Faced with severe economic challenges, many college athletic departments have pared back their varsity teams, confronting difficult decisions over which sports to keep and which to eliminate. Athletes on dropped programs are left feeling betrayed and wondering, “Why us?”

At the University of Richmond, such feelings are even more pronounced for its men’s soccer players and track athletes. Their sports are being discontinued after this academic year, but the economy is not to blame. Instead, the two teams will be nowhere to be found next fall for one simple but to them unsatisfying reason: The school decided it would rather add men’s lacrosse.

Opponents of the decision, including some Richmond alumni, coaches and student-athletes, have protested, decrying a lack of transparency and the roles of major donors who spearheaded a $3 million endowment that cleared the way for the addition of a varsity men’s lacrosse program at the expense of two others.

“The problem is, certainly from my standpoint, I’m not seeing a compelling reason why it’s happened,” Richmond men’s soccer Coach Leigh Cowlishaw said. “That’s the real major concern I have with the decision-making process. We’re still searching for answers, and so far they’ve not been forthcoming.”

In April 2011, the school released a 20-page strategic plan that called for a review of the school’s sport mix for the first time in 10 years. This resulted in an 11-member task force comprising faculty, administrators and members of the Board of Trustees, of which Athletic Director Jim Miller was the only athletics-related member.

Meeting for an hour and a half every Tuesday for “about 10 months,” according to Miller, the task force examined econometric models to determine whether to maintain the status quo, add or reduce sports.

In April 2012, the panel presented its findings to the Board of Trustees. According to Miller, the task force concluded that adding men’s lacrosse, without eliminating any sports, would cost the university $2 million and 20 extra admissions spots, not to mention the additional funds and admission spots necessary to create an additional women’s sport for the school to remain compliant with Title IX gender-equity regulations.

“In April, a decision was made by the board, not a vote decision, just a consensus decision, that they wanted to start men’s lacrosse, but we weren’t going to do it if there was any money taken away from the academic mission of the university,” Miller said.

But at some point during the summer, a group of benefactors presented a $3 million endowment to fund a varsity men’s lacrosse program.

“In April, we had no philanthropy,” university president Edward Ayers said in a telephone interview. “Over the summer, the lacrosse community, which had already been mobilized for four or five years, stepped forward.”

According to Ayers, 80 individuals made donations, and “more than 50” contributed $1,000 or more. Over the past few years, Ayers said that the university had maintained “constant communication” with lacrosse supporters, who vowed to raise the necessary money whenever Richmond decided to promote the program to varsity status.

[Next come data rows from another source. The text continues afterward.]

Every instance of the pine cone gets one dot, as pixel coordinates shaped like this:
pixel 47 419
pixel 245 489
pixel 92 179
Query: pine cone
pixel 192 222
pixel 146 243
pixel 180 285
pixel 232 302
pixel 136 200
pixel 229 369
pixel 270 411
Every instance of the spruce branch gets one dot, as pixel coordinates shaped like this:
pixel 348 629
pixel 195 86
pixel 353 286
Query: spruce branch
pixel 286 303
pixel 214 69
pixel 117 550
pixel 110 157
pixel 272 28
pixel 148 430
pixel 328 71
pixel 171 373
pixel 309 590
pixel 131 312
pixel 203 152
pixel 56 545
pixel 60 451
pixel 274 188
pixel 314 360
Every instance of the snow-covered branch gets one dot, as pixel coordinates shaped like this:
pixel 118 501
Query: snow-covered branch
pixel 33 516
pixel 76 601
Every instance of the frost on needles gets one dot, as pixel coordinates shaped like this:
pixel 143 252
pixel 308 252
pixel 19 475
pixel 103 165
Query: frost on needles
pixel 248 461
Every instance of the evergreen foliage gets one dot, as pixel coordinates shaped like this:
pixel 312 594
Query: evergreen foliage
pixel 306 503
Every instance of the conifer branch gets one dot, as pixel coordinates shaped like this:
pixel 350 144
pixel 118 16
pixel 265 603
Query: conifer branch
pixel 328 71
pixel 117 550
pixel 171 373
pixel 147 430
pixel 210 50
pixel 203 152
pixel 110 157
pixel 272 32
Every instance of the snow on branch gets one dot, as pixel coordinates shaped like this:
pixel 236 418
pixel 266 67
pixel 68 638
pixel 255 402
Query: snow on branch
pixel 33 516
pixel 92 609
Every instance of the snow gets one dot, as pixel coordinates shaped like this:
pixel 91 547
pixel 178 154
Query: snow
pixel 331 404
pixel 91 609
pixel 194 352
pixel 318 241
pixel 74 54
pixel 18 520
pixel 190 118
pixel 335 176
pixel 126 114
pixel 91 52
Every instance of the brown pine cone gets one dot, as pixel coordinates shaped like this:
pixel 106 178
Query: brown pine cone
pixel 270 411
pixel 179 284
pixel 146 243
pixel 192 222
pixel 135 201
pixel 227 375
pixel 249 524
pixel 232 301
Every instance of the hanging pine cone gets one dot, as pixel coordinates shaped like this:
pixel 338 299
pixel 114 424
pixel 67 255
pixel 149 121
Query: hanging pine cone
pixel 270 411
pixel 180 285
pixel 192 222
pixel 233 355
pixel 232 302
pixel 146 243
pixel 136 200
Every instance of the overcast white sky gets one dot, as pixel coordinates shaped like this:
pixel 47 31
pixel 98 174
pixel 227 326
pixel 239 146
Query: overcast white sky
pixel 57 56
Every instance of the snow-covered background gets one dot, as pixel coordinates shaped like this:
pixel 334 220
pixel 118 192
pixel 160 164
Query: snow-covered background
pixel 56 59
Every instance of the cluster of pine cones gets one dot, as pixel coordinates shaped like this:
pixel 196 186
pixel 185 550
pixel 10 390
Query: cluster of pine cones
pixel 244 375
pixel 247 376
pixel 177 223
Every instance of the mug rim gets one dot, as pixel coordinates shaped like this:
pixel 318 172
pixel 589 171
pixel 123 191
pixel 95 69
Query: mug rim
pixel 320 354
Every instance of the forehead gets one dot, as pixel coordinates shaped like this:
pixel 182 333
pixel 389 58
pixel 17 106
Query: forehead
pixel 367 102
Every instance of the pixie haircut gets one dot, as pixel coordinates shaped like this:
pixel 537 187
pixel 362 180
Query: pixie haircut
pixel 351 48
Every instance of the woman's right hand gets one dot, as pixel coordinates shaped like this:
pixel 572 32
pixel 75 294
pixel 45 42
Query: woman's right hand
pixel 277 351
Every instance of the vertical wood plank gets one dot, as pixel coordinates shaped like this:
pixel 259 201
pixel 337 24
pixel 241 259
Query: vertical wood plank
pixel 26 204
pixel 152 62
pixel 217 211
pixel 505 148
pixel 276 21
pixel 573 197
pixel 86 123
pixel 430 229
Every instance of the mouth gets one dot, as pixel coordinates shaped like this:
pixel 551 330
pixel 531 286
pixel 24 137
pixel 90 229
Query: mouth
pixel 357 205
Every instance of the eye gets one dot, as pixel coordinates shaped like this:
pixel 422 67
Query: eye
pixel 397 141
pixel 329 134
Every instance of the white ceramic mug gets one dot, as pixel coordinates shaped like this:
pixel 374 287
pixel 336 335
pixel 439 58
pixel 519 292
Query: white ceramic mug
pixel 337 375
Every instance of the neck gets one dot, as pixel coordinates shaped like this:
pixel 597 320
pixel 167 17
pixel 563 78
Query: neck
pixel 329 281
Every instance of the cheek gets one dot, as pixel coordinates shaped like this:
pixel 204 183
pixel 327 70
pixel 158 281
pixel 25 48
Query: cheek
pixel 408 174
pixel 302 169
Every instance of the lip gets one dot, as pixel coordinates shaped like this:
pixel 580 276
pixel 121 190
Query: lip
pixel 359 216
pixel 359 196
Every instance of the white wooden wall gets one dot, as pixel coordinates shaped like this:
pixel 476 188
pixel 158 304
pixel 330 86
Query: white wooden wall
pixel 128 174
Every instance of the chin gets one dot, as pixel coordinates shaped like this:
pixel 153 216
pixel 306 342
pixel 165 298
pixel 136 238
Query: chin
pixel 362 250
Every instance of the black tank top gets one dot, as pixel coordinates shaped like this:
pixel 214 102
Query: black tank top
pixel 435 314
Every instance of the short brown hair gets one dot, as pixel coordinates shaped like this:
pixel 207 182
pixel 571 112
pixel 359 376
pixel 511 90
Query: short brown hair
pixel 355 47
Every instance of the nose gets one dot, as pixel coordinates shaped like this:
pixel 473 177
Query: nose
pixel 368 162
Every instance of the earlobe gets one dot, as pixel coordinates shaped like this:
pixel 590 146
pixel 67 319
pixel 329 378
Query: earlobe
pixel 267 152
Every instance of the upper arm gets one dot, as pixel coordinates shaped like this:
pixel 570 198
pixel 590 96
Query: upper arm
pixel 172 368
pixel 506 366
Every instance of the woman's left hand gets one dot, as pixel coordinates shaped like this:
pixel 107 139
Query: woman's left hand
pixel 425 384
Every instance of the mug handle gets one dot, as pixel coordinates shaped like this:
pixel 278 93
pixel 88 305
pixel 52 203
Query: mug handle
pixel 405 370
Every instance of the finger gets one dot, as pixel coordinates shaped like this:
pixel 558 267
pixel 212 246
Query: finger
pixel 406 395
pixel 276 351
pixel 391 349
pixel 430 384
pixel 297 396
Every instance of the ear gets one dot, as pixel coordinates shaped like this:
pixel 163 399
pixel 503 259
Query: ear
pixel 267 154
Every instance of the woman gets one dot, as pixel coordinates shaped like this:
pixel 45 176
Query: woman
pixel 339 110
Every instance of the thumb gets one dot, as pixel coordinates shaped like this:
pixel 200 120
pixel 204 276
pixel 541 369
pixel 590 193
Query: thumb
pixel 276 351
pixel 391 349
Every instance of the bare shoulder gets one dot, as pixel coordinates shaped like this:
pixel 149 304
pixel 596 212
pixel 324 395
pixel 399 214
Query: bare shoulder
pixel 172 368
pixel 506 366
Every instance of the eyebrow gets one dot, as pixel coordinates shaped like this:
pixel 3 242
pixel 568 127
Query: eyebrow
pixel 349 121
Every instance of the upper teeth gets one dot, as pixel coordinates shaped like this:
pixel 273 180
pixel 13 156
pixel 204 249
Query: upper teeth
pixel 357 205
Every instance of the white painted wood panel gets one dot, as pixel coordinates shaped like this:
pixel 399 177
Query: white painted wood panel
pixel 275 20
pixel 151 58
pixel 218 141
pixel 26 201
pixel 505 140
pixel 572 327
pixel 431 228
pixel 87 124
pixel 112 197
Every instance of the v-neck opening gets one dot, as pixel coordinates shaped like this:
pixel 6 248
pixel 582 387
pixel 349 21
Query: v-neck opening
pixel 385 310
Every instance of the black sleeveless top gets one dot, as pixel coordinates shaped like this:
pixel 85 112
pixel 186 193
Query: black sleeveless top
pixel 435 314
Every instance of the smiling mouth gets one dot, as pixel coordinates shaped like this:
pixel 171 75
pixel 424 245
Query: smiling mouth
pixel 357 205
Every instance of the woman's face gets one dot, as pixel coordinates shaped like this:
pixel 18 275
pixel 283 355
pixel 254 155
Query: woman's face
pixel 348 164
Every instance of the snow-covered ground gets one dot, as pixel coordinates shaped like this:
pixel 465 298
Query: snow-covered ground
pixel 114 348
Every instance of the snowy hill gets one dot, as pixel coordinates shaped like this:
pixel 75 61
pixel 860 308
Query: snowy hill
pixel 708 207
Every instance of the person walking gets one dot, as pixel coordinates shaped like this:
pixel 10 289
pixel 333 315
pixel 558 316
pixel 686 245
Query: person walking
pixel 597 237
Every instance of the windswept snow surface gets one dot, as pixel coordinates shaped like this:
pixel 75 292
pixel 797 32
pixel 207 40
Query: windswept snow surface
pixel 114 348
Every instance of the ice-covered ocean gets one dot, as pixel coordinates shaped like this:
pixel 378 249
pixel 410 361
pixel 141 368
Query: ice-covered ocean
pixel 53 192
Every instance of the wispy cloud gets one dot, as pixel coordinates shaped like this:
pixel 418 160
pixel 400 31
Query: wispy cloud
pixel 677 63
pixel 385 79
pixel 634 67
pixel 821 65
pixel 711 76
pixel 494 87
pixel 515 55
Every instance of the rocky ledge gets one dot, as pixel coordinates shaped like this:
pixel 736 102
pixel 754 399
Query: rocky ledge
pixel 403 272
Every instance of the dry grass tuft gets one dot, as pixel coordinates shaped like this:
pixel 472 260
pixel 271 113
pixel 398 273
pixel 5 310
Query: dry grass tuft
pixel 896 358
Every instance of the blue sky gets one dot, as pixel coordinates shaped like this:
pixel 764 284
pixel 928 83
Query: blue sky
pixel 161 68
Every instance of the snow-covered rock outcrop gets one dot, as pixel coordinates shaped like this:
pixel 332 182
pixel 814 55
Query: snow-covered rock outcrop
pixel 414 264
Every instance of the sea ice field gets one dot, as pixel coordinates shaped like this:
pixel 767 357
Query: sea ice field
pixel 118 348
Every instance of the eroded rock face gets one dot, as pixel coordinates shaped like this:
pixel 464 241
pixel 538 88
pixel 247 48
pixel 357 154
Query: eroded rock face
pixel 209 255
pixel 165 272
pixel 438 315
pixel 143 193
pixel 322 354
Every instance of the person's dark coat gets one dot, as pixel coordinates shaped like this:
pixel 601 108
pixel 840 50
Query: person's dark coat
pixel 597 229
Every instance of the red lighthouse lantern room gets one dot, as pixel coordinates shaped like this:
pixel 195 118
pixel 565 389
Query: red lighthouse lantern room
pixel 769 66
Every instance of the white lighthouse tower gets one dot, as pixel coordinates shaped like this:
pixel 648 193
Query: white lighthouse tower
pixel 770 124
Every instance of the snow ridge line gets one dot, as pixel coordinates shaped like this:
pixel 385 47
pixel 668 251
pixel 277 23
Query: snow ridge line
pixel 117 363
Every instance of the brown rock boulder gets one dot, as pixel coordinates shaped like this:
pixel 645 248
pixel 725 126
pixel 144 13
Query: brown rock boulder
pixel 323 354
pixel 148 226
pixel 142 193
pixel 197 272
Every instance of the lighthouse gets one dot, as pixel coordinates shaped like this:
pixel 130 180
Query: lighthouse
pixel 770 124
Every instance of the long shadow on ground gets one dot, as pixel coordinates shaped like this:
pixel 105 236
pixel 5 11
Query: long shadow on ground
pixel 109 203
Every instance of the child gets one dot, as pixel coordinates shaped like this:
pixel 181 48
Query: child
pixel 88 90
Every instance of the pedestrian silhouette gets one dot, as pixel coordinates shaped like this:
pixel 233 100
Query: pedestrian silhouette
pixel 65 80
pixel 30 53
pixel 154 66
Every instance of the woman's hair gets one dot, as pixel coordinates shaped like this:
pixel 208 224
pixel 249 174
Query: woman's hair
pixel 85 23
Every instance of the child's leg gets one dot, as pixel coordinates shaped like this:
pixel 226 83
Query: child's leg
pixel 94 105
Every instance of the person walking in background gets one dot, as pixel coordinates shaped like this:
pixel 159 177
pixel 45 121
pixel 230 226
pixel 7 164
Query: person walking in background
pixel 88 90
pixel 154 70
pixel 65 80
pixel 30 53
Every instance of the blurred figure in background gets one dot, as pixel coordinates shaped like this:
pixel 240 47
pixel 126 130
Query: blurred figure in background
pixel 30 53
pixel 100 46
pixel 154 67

“When you are ready to move to Division I, we’re ready to help,” Ayers recalled them saying.

On Sept. 21, following an overwhelming vote by the Board of Trustees, the university announced it was adding men’s lacrosse and dropping men’s soccer and track and field.

“Behind closed doors, there was no advocate on our side,” freshman cross-country runner Tim Gruber said. “The deck was stacked against us. The question was, ‘How can we get a lacrosse team here?’ There was no one to support our team.”

In the aftermath of the announcement, university officials have offered differing explanations for why the the sports were dropped.

At a “Save Our Sports” rally Sept. 30, Ayers told attendees that “because there are only 61 Division I men’s lacrosse teams, the university has the opportunity to build a highly competitive men’s lacrosse program while the field is relatively small.”

Ayers said during the rally that the university would save “$100,000 a year by cutting the track and soccer programs,” whereas Miller told a student advisory committee the following Monday that “the university and athletic department is not saving any money with this decision,” a point he reiterated to The Post.

Those upset with the decision have cited a lack of transparency by university officials. Men’s soccer alumni met with Tom Gutenberger, the school’s vice president of advancement, three times over a six-month period; each time, the former soccer players left with the impression that the program was not in danger.

Attempts to speak with Gutenberger were unsuccessful; the university requested that all interviews go through Ayers.

“I think transparency is a major hallmark of my administration,” Ayers said. “I love sharing responsibility when I can. In this case, the athletics task force said that we were talking about this. This was hardly a secret that we were examining it. To get everybody worked up when we didn’t know what, if anything, would happen, is poor leadership.”

As Ayers told attendees at the “Save Our Sports” rally, “There is no inaction or action that could have changed this outcome.”

Some students’ final course of action? Leaving school.

Sophomore runner Matthew Groff said that all but one or two freshmen track and field athletes will transfer, “almost all” all of the sophomores will transfer and even some members of the women’s team are considering leaving, disheartened that “half the track and field family will be gone.”

According to Cowlishaw, a similar exodus is expected among the men’s soccer team.

“I’m going to fight this dead in the ground,” Gruber said. “We’re not going to give up. I want to be here. But if we do lose this battle, I will leave.”